Kenya: Thousands of Muslims commemorate terror victims

Al-Shabaab militants blew up a vehicle outside hotel compound, stormed complex using guns, explosives in Tuesday's attack

Kenya: Thousands of Muslims commemorate terror victims File Photo

By Andrew Wasike and Magdalene Mukami


Thousands of Muslims took to the streets on Friday to show solidarity with the victims of a deadly terror attack on a Nairobi hotel compound Tuesday that killed at least 21 people.

Locals closed their businesses in capital's Eastleigh suburb -- dubbed Little Mogadishu -- to join politicians and residents in a march to commemorate victims of the attack on the DusitD2 hotel compound, claimed by al-Shabaab militants, and to condemn terrorism and shun divisive ideology.

The victims included 16 Kenyan nationals, one Briton, one American and three individuals of African descent who are yet to be identified.
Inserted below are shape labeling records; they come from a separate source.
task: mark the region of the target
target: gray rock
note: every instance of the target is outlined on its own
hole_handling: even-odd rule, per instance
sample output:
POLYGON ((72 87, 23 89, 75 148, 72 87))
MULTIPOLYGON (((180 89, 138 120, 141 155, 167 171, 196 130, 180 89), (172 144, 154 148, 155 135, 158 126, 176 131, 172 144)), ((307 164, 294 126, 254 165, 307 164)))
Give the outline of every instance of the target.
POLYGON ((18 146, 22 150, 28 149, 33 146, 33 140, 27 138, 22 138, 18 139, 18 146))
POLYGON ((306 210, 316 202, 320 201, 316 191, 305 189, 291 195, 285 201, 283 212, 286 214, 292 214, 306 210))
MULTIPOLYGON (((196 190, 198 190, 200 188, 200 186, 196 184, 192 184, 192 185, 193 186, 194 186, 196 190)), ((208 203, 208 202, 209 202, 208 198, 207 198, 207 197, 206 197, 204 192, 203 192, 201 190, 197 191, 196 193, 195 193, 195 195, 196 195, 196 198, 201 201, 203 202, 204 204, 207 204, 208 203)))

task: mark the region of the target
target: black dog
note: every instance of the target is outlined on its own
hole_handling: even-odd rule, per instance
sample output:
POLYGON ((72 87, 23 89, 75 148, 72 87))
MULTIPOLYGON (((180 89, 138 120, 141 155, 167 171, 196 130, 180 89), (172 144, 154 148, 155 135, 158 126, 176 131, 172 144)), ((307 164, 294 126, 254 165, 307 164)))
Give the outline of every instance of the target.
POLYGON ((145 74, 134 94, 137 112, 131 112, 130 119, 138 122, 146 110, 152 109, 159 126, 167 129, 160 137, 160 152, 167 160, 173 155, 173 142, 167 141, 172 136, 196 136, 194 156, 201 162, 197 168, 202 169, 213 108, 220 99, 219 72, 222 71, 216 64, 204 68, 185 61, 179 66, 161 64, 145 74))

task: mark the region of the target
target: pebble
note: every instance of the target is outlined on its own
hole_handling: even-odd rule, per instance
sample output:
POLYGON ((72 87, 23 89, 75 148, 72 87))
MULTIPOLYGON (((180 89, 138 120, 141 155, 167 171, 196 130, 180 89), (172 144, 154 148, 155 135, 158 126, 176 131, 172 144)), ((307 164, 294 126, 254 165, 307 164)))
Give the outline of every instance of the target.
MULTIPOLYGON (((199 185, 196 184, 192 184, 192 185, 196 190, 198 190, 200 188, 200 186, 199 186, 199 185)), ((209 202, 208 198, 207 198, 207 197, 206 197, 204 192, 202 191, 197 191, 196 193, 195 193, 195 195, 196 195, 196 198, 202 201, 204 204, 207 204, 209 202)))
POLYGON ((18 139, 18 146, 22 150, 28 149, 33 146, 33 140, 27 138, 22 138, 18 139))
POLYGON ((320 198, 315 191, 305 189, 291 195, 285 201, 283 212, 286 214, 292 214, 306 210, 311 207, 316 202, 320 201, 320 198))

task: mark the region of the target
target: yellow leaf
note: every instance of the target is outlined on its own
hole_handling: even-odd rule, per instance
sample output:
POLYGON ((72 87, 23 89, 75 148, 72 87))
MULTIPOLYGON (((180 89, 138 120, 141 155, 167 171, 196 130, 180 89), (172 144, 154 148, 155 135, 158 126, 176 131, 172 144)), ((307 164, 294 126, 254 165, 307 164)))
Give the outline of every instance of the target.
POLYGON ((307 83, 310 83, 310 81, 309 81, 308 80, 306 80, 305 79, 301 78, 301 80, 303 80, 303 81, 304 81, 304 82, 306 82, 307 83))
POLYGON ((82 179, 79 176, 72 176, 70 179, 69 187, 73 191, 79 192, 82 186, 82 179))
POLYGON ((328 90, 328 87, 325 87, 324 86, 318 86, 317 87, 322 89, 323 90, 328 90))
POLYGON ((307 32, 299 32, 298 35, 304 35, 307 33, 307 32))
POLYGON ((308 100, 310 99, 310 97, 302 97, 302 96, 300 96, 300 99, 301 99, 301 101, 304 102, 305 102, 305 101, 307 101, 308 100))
Al-Shabaab militants first blew up their vehicle outside the compound and then stormed the complex using guns and explosives.

Nairobi’s Eastleigh suburb has been labeled by authorities in Kenya as the main recruiting ground of youth into al-Shabaab.

Barkhado Amina, a shop owner in the heart of Eastleigh, said that Muslims in Eastleigh are always victimized and targeted by police whenever a terror attack occurred.

"We are Kenyans, we are not terrorists, two Muslims were killed at Riverside terror attack, we are also crying, if they were fighting for Muslims, they would not kill us, al-Shabaab does not have any religion, they are animals," she said.

"Today we are out donating blood to those who need it, we are mourning so no businesses will be opened, we are saying sorry to those who were injured and condemning al-Shabaab, we support Kenya’s fight against them."

Eastleigh area MP Yusuf Hassan, who previously survived an assassination attempt by al-Shabaab militants, was on the forefront leading the masses in Friday's march.

In 2013, he was injured when terrorists hurled a grenade at him as he left a mosque. Five people were killed in that attack.

"We are here as a community in solidarity with all the people of Kenya who have been affected by the terror attack and to remember the victims of the Riverside attack, we are here to say no to terrorism, no to radicalization no to al-Shabaab."

Son of senior military official

One of the attackers who was killed by Kenyan police at the hotel compound has been identified as a son of a senior Kenyan military officer.

Ali Salim Gichunge, a.k.a Farouk, is suspected to have crossed into Somalia sometime in 2015, sources close to the investigation said.

His father Abdala Salim and mother Sakina Mariam were summoned to the Directorate of Criminal Investigations to assist with the probe.

Shocked residents from his hometown in Isiolo County have described him as a bright, energetic, charismatic and God-fearing person who was never in trouble with the people or the law.